Kelley's Email Blast Backfires

Kelley’s Email Blast Backfires

When proponents of the MacLean recall were winding down the signature drive, Councilwoman Trish Kelley tried to throw MacLean a lifeline. She sent an email blast on July 22, supporting MacLean and telling those on her distribution list to rescind their signatures from the recall petition.

By July 22, ample signatures had been gathered to qualify the recall for the ballot. However, bad timing wasn’t the worst of Trish Kelley’s problems.

Last week, the OC Registrar of Voters revealed that 16 voters rescinded their signatures from the recall petition. That’s right – out of nearly 14,000 people who signed the petition, Ms. Kelley succeeded in subtracting only 16 from the total.

Kelley’s email campaign reached an organization of moms with preschool children.

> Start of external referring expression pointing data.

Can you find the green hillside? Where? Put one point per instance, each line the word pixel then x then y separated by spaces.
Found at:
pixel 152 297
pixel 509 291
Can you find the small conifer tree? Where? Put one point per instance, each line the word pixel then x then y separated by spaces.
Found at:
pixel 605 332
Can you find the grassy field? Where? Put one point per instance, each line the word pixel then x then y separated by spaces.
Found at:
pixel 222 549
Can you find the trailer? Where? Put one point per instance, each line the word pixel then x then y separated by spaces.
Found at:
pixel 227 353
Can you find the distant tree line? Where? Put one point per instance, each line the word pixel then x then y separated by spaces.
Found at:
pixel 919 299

Incredibly, Ms. Kelley was asking them to rally around a man who had anger issues, a violent temper and a record of assault and battery on a co-worker. One of his neighbors reported that MacLean got mad at her children and chased them with a shovel.

In Kelley’s July 22 email, she states that voters signing the petition may have received “false information” about MacLean. Those who gathered signatures either quoted directly from the recall petition or handed voters a summary of data from public records and MacLean’s council votes. The information was well-documented, and Ms. Kelley didn’t challenge any of the points in her email.
 

Ms. Kelley’s email stated that voters can rescind signatures with an email or fax. No, they can’t. Of the 16 rescissions, how many were correctly executed, and did the city clerk and the county Registrar of Voters follow the law? The city clerk reported 22 rescission requests were received, and two were from people who weren’t registered to vote. The city clerk stated that 16 of the remaining 20 signatures were found in the 12,871 that were checked and “the other four were in the uncounted signatures.” How did she reach that conclusion? Given that more than 1,000 signatures weren’t reviewed or verified by anyone (because the minimum number had already been reached to qualify the recall), then the other four could have come from people who hadn’t signed the petition in the first place.

Whether 16 or 20 people rescinded signatures isn’t the point. Ms. Kelley’s campaign was a dismal failure. Her effort to save MacLean demonstrated that voters did NOT feel they signed the petition on the basis of false information.

If voters proceed to remove MacLean in the recall election, Ms. Kelley will very likely lose the lifetime healthcare benefits that she, MacLean and Councilman Frank Ury bestowed on themselves for three terms of part-time service. A new majority could overturn the decision. Saving her own healthcare benefits (estimated at $225,000 per council member) was at least worth a shot to Ms. Kelley.